When using textract from the paws package in R the start_document_analysis call requires the path to a S3Object in DocumentLocation.

textract$start_document_analysis(
    DocumentLocation = list(
      S3Object = list(Bucket = bucket, Name = file)
    )
  )

Is it possible to use DocumentLocation without a S3Object? I would prefer to just provide the path to a local PDF.

2

There are 2 answers

0
LRutten On

The start_document_analysis api only supports providing an s3 object as input, and not a base64 encoded string like the analyze_document api (see also CLI docs on https://docs.aws.amazon.com/cli/latest/reference/textract/start-document-analysis.html)

So unfortunately you have to use S3 as a place to (temporarily) store your data.

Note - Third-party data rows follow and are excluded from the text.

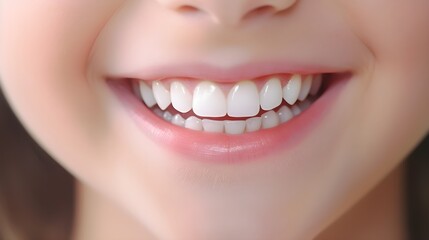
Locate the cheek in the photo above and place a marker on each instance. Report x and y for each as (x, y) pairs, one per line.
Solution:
(44, 49)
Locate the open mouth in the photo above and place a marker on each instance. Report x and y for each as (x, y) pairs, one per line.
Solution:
(229, 121)
(246, 106)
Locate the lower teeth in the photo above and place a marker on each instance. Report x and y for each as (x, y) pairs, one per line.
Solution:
(267, 120)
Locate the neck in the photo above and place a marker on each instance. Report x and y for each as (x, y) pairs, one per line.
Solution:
(379, 215)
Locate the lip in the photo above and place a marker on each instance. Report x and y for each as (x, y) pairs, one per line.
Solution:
(223, 148)
(226, 75)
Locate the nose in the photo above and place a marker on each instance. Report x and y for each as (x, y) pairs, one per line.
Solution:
(228, 12)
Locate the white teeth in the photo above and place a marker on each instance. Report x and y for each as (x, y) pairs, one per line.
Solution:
(305, 87)
(235, 127)
(285, 114)
(178, 120)
(243, 100)
(253, 124)
(213, 126)
(209, 100)
(181, 98)
(271, 95)
(295, 110)
(315, 86)
(270, 119)
(292, 89)
(167, 116)
(161, 94)
(194, 123)
(147, 94)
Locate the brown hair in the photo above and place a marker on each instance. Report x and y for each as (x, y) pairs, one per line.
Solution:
(37, 195)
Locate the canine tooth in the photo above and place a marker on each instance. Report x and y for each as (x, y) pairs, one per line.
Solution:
(147, 94)
(295, 110)
(270, 119)
(161, 94)
(181, 98)
(167, 116)
(253, 124)
(305, 87)
(158, 112)
(234, 127)
(285, 114)
(243, 100)
(212, 126)
(317, 83)
(209, 100)
(292, 89)
(178, 120)
(194, 123)
(271, 95)
(304, 105)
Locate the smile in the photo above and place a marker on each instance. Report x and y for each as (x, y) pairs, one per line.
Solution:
(229, 121)
(246, 106)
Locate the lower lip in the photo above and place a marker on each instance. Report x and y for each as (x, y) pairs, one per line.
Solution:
(223, 148)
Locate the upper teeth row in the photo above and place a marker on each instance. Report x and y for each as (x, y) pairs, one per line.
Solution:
(243, 100)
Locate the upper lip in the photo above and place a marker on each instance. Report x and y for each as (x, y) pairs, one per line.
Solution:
(251, 70)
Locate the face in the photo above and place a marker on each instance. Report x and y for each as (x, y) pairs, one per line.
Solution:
(73, 71)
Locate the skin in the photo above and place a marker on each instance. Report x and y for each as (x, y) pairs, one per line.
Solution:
(52, 57)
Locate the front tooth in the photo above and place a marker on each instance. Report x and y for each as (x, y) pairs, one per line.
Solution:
(253, 124)
(209, 100)
(292, 89)
(181, 98)
(147, 94)
(317, 83)
(194, 123)
(296, 110)
(167, 116)
(270, 119)
(305, 87)
(271, 95)
(212, 126)
(243, 100)
(285, 114)
(161, 94)
(235, 127)
(178, 120)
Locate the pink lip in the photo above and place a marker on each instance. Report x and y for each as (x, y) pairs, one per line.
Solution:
(223, 148)
(232, 74)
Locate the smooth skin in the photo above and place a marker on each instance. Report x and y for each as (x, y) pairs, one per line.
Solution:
(54, 56)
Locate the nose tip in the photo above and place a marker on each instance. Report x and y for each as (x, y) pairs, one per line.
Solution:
(228, 12)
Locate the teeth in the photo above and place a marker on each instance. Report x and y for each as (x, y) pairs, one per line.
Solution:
(235, 127)
(194, 123)
(270, 119)
(305, 88)
(161, 94)
(213, 126)
(181, 98)
(209, 100)
(167, 116)
(285, 114)
(243, 100)
(253, 124)
(271, 95)
(295, 110)
(315, 86)
(147, 94)
(178, 120)
(292, 89)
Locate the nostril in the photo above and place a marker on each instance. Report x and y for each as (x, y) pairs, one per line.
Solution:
(260, 11)
(188, 9)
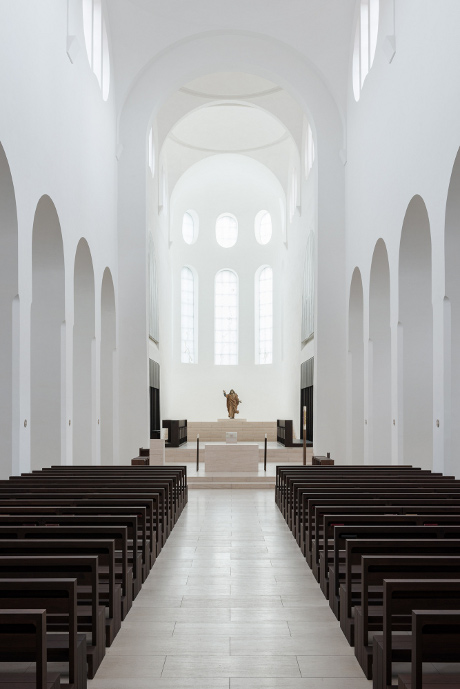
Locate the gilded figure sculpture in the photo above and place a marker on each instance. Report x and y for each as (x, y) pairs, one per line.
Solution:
(232, 403)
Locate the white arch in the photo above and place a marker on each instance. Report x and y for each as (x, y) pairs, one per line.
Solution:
(356, 356)
(416, 323)
(379, 357)
(107, 368)
(9, 403)
(171, 69)
(47, 318)
(84, 355)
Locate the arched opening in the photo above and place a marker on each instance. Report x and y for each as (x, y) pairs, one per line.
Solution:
(8, 292)
(83, 357)
(416, 318)
(452, 260)
(356, 350)
(47, 317)
(379, 358)
(108, 346)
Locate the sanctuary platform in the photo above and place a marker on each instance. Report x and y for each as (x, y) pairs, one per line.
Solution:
(214, 431)
(234, 477)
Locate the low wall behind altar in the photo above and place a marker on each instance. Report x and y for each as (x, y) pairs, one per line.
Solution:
(214, 431)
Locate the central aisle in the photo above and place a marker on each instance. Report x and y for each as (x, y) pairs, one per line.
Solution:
(230, 603)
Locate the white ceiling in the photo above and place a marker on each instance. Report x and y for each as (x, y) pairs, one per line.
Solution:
(320, 30)
(228, 128)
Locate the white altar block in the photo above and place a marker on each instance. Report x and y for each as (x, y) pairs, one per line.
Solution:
(157, 452)
(231, 458)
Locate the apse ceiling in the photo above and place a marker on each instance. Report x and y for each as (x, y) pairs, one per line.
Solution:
(228, 128)
(319, 30)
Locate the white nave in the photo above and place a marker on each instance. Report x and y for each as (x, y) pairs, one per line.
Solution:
(339, 120)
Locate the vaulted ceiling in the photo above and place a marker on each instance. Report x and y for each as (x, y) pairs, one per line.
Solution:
(320, 30)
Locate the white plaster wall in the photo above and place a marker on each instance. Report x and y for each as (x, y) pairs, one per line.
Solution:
(59, 138)
(403, 137)
(243, 187)
(164, 74)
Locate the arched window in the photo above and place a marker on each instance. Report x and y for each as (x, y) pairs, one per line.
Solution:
(309, 151)
(365, 43)
(263, 227)
(187, 316)
(190, 227)
(226, 318)
(97, 44)
(226, 230)
(264, 315)
(151, 153)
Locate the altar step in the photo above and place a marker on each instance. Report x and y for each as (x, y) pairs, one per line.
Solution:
(278, 455)
(231, 481)
(214, 431)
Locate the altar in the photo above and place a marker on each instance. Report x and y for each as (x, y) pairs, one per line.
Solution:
(239, 457)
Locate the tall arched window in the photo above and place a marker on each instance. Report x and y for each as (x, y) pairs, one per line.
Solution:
(97, 43)
(187, 316)
(264, 315)
(226, 318)
(365, 43)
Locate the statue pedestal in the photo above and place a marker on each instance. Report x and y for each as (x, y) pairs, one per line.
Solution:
(157, 452)
(231, 458)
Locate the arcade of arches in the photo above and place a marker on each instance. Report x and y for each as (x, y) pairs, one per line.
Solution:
(230, 189)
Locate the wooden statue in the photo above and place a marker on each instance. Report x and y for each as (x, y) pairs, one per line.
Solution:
(232, 403)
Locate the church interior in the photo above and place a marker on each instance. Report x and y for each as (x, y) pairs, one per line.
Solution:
(230, 344)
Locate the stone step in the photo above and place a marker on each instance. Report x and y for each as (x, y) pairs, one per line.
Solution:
(233, 485)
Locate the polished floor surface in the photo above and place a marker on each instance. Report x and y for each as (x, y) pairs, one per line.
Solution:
(230, 603)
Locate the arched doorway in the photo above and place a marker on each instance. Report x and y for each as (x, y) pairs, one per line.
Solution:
(380, 357)
(8, 293)
(356, 352)
(47, 317)
(108, 345)
(83, 357)
(452, 261)
(416, 319)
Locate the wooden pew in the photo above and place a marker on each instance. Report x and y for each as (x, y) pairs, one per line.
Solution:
(63, 533)
(92, 510)
(409, 504)
(339, 572)
(435, 638)
(157, 507)
(26, 630)
(86, 572)
(82, 499)
(400, 598)
(58, 597)
(110, 593)
(351, 588)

Of course you can write your own logic to do that :). Great tutorial on that can be found at https://www.gormanalysis.com/blog/connecting-to-aws-s3-with-r/ Since you have already set up credentials etc. you can skip a lot of the steps and start at step 3 for example.

0
qix On

paws also has support for the sync functions: https://www.paws-r-sdk.com/docs/textract/

e.g. https://www.paws-r-sdk.com/docs/textract_detect_document_text/, but be careful, as the example isn't always perfect. In this case, they say it accepts an argument: Document [required] The input document as base64-encoded bytes or an Amazon S3 object. along with the example:

svc$detect_document_text(
  Document = list(
    Bytes = raw,
    S3Object = list(
      Bucket = "string",
      Name = "string",
      Version = "string"
    )
  )
)

However, feeding a base64 string to Bytes will throw an error:

# Error: `In file(what, "rb") : cannot open file ...`
result = textract$detect_document_text(
  Document = list(Bytes = knitr::image_uri('image.png')))

Instead, you can provide the file path:

result = textract$detect_document_text(Document = list(Bytes='image.png'))

In your case, try using analyze_document.